To run plassembler, first you need to install the database in a directory of your chosing:
plassembler download -d <database directory>
Once this is finished, you can run Plassembler as follows:
plassembler run -d <database directory> -l <long read fastq> -o <output dir> -1 < short read R1 fastq> -2 < short read R2 fastq> -c <estimated lower bound of chromosome length>
-cor--chromosomewill default to 1000000 if not specified.

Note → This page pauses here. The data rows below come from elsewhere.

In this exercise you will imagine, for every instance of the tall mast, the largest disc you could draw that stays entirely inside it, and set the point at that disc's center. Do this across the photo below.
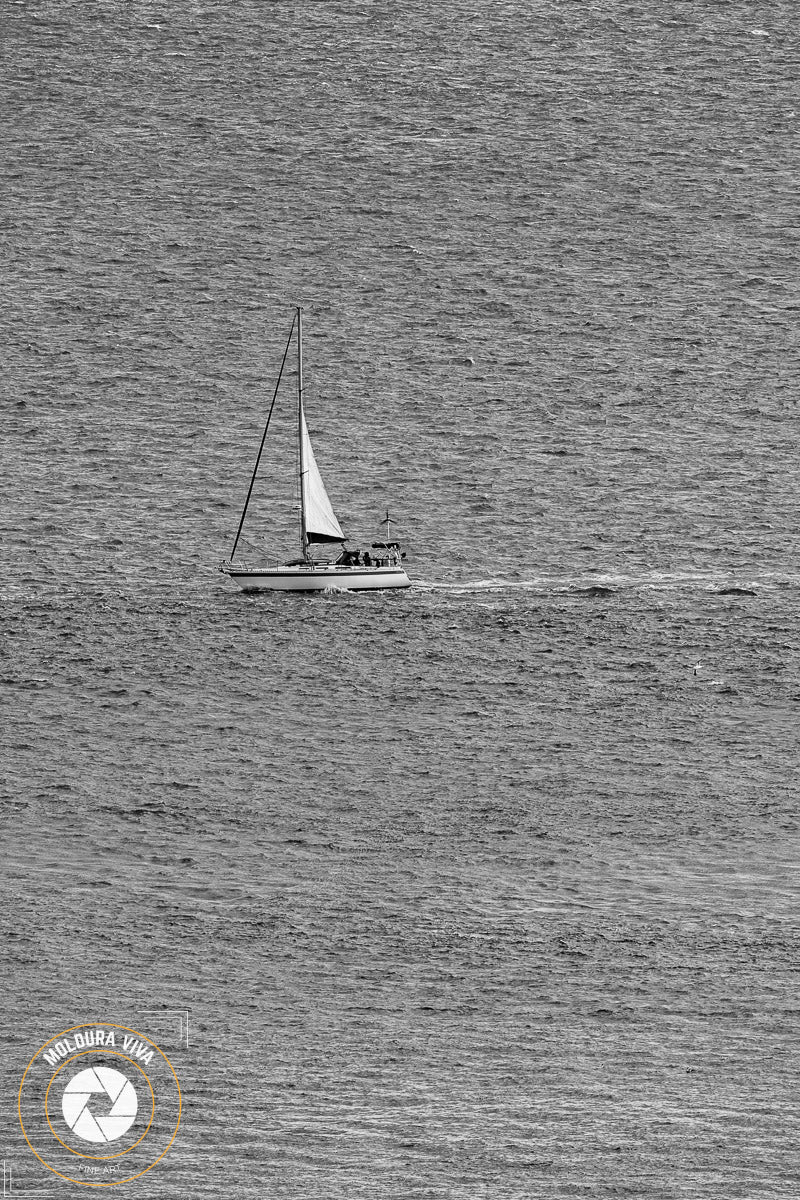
(304, 535)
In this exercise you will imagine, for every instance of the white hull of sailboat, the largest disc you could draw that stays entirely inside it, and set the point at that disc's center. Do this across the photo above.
(319, 579)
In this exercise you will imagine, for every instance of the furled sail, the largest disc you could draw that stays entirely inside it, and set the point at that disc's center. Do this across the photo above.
(320, 519)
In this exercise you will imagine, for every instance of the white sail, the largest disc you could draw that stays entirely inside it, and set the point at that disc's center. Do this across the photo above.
(320, 519)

To specify more threads to speed up Plassembler, use -t or --threads:
plassembler run -d <database directory> -l <long read fastq> -o <output dir> -1 < short read R1 fastq> -2 < short read R2 fastq> -c <estimated chromosome length> -t <threads>
plassembler defaults to 1 thread.
To specify a prefix for the output files, use -p or --prefix:
plassembler run -d <database directory> -l <long read fastq> -o <output dir> -1 < short read R1 fastq> -2 < short read R2 fastq> -c <estimated chromosome length> -t <threads> -p <prefix>
To specify a minimum length and minimum read quality Q-score for chopper, use -m and -q :
plassembler run -d <database directory> -l <long read fastq> -o <output dir> -1 < short read R1 fastq> -2 < short read R2 fastq> -c <estimated chromosome length> -t <threads> -p <prefix> -m <min length> -q <min quality>
-mwill default to 500 and-qwill default to 9.

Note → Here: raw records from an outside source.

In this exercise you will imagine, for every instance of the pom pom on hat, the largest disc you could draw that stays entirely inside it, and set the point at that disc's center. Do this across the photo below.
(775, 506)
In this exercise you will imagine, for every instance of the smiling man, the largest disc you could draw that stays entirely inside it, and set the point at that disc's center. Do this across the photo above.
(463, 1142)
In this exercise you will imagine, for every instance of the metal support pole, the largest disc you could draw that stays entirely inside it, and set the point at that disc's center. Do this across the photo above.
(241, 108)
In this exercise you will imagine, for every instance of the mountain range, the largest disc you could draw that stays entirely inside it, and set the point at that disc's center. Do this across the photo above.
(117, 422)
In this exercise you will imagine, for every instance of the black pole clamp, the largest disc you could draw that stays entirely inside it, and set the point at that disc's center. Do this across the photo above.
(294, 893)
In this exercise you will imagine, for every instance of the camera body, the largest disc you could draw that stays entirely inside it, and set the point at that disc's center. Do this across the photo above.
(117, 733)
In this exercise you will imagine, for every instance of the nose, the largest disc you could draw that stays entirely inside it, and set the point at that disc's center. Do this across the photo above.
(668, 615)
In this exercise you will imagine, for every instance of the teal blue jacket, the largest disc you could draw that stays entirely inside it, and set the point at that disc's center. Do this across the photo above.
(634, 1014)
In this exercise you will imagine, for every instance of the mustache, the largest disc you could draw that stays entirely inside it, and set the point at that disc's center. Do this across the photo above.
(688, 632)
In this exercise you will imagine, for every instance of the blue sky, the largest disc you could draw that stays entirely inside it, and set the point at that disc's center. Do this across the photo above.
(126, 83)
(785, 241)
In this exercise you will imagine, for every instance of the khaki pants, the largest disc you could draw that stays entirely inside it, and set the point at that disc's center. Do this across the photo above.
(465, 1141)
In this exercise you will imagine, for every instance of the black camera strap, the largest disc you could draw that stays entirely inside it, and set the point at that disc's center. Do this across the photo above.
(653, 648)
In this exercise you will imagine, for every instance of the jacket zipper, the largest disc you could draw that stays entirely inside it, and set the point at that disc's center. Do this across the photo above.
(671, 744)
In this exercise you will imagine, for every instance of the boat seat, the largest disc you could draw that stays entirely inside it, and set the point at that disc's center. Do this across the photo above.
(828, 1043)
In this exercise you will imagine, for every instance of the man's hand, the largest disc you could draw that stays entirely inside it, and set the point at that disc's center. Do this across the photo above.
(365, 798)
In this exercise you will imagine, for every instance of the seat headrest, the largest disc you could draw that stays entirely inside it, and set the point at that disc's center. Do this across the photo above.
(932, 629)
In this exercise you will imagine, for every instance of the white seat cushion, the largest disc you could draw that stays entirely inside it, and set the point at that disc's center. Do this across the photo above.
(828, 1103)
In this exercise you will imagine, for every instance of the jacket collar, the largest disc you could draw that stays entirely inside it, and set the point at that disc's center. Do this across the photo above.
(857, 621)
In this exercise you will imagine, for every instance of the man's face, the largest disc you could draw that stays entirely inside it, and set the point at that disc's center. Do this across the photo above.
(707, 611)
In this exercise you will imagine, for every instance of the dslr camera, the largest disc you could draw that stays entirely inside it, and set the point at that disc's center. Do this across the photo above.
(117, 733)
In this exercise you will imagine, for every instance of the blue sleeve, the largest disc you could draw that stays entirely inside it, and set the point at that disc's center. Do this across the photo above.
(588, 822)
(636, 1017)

To overwrite an existing output directory, use -f or --force
plassembler run -d <database directory> -l <long read fastq> -o <output dir> -1 < short read R1 fastq> -2 < short read R2 fastq> -c <estimated chromosome length> -t <threads>
To use Raven instead of Flye as a long read assembler, use --use_raven
plassembler run -d <database directory> -l <long read fastq> -o <output dir> -1 < short read R1 fastq> -2 < short read R2 fastq> -c <estimated chromosome length> -t <threads> --use_raven
To keep the Flye assembled chromosome(s) (as chromosome.fasta), use --keep-chromosome
plassembler run -d <database directory> -l <long read fastq> -o <output dir> -1 < short read R1 fastq> -2 < short read R2 fastq> -c <estimated chromosome length> -t <threads> --keep_chromosome
To use pacbio reads use --pacbio_model (e.g. with regular CLR reads so with pacbio-raw model specified in Flye):
plassembler run -d <database directory> -l <long read fastq> -o <output dir> -1 < short read R1 fastq> -2 < short read R2 fastq> -c <estimated chromosome length> -t <threads> --pacbio_model pacbio-raw
To skip quality control (chopper and fastp), use --skip_qc
plassembler run -d <database directory> -l <long read fastq> -o <output dir> -1 < short read R1 fastq> -2 < short read R2 fastq> -c <estimated chromosome length> -t <threads> --skip_qc
To use assembled mode to calculate plasmid copy numbers, you need to use plassembler assembled, along with an already assembled chromosome with --input_chromosome and plasmids with --input_plasmids.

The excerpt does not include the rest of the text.